Malgré mes lectures, mes questions restaient sans réponse. Leurs combats, quels qu'ils soient, n'étaient en aucun cas mentionnés comme étant un apport à la cause féministe dans le sens le plus strict du terme, c'est-à-dire la lutte pour les droits des femmes.

Les années et la maturité aidant, j'ai fini par comprendre que ce n'est absolument pas une question d'épiderme. Comme le prouve l'histoire de Kirimongon, que je vais partager avec vous, le fait, entre autres, de ne pas vouloir se conformer aux rôles dits traditionnels affectés aux genres, de rejeter le patriarcat et d'agir en tant que pionnière en sortant des sentiers battus fait d'une femme une féministe.

Née, vers 1938, dans un petit village du centre-nord de la Côte d'Ivoire, à l'âge de 15 ans, on la marie de force à un homme beaucoup plus âgé qu'elle. Le mariage ne sera jamais consommé puisque Kirimongon prendra la fuite en direction de la ville de Katiola le soir même de la nuit de noces. Elle y deviendra une commerçante prospère et respectée, bâtissant son commerce à la sueur de son front. Les voyages dans les pays frontaliers pour aller chercher la marchandise, la discussion des prix, l'expédition et la réception des marchandises, ainsi que leur vente : elle accomplit tout cela, et plus, seule. Quelques années plus tard, alors qu'elle est dans une union polygame, son mari lui ordonne d'arrêter son commerce parce qu'il a besoin d'aide dans les champs. Fidèle à ses convictions et privilégiant son indépendance, elle qui, déjà, avait refusé de quitter sa maison pour s'installer dans celle de son mari, préfère mettre un terme à cette union. Après tout, à part un changement de son statut social, quelle différence cela fait-il dans sa vie quotidienne ?

Elle subvient déjà entièrement aux besoins de sa fille. Étant analphabète, Kirimongon n'en est pas moins une fervente défenderesse de l'éducation des filles. Pour elle, la liberté de la femme passe par son éducation et son indépendance financière. Son credo est : si tu te suffis à toi-même, aucun homme ne peut te dicter quoi que ce soit.
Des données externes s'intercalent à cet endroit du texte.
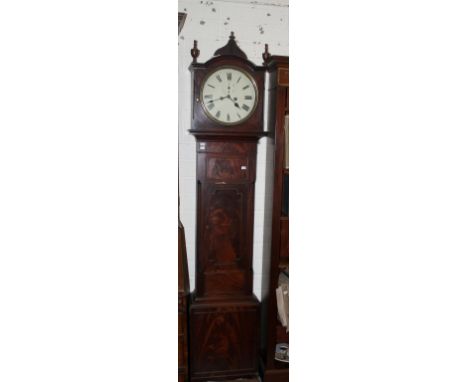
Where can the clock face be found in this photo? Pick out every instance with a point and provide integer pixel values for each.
(229, 96)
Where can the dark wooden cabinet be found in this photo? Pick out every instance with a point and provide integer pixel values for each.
(278, 233)
(224, 314)
(183, 292)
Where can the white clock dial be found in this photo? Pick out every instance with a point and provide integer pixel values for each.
(229, 96)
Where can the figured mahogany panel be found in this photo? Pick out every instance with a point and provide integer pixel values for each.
(226, 340)
(224, 258)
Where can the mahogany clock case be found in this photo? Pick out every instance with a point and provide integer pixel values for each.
(224, 314)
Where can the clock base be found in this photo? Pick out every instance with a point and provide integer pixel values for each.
(224, 338)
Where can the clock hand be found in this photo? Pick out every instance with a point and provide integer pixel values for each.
(234, 101)
(217, 99)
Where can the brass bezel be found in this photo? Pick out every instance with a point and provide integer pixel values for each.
(202, 86)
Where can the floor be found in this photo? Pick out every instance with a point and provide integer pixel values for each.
(245, 380)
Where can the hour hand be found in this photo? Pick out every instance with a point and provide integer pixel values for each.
(234, 101)
(217, 99)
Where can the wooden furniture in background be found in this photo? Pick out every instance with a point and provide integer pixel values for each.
(184, 291)
(278, 108)
(224, 314)
(183, 286)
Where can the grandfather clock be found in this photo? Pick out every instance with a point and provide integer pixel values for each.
(227, 121)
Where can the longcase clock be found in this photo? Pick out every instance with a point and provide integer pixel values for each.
(227, 121)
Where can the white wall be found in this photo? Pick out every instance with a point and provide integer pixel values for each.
(210, 23)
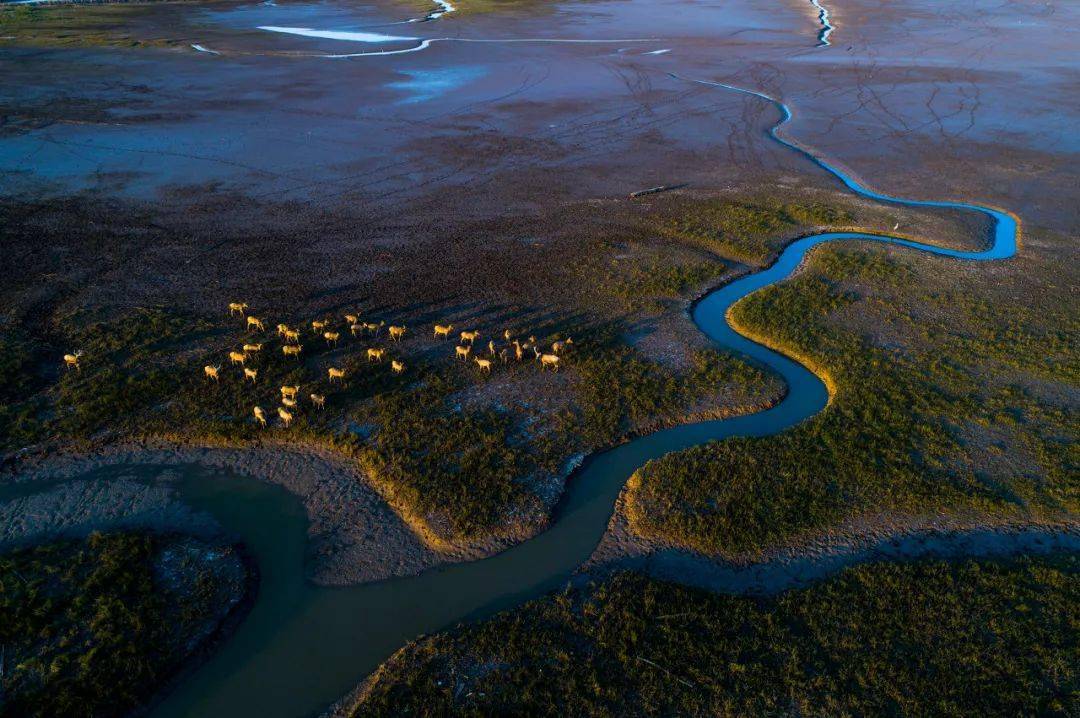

C'est ainsi que, non contente d'inscrire sa fille dans la meilleure école de la ville, elle scolarisera également trois de ses nièces dans différentes écoles réputées du pays. Elle ira jusqu'à élever le fils d'une de ses nièces afin que celle-ci puisse terminer ses études.

De plus, pour l'avoir subie, elle a très vite compris que l'excision est un autre moyen d'asseoir le pouvoir patriarcal en contrôlant le corps et la sexualité de la femme. Elle n'a de cesse de s'en indigner auprès de ses aînées et de celles qui la pratique encore de nos jours.

Ne comprenant pas non plus la pertinence des mariages forcés, elle considère qu'il n'y a rien de plus naturel pour une femme de non seulement choisir son compagnon de vie, mais également de choisir de se marier ou non. Du haut de ses 78 ans, Kirimongon, ma grand-mère maternelle, reste ferme dans ses convictions.

En ce mois qui célèbre l'Histoire des femmes, et en cette semaine qui souligne la Journée internationale des droits de la femme, j'aimerais lui rendre un vibrant hommage.

J'en profite également pour rendre hommage à mon arrière-grand-mère paternelle qui, à force d'impertinence et de refuser de se plier au travail obligatoire institué par les colons, a finie par être enchaînée et en portait encore la cicatrice sur sa cheville gauche.

À toutes ces femmes et jeunes filles racisées qui œuvrent à leur échelle, en effectuant des changements dans leurs familles respectives et leurs communautés ; à toutes celles qui, comme les matriarches de ma famille ont ouvert et ouvrent la voie afin que nos voix soient enfin entendues, mon respect, mon admiration et ma reconnaissance éternels.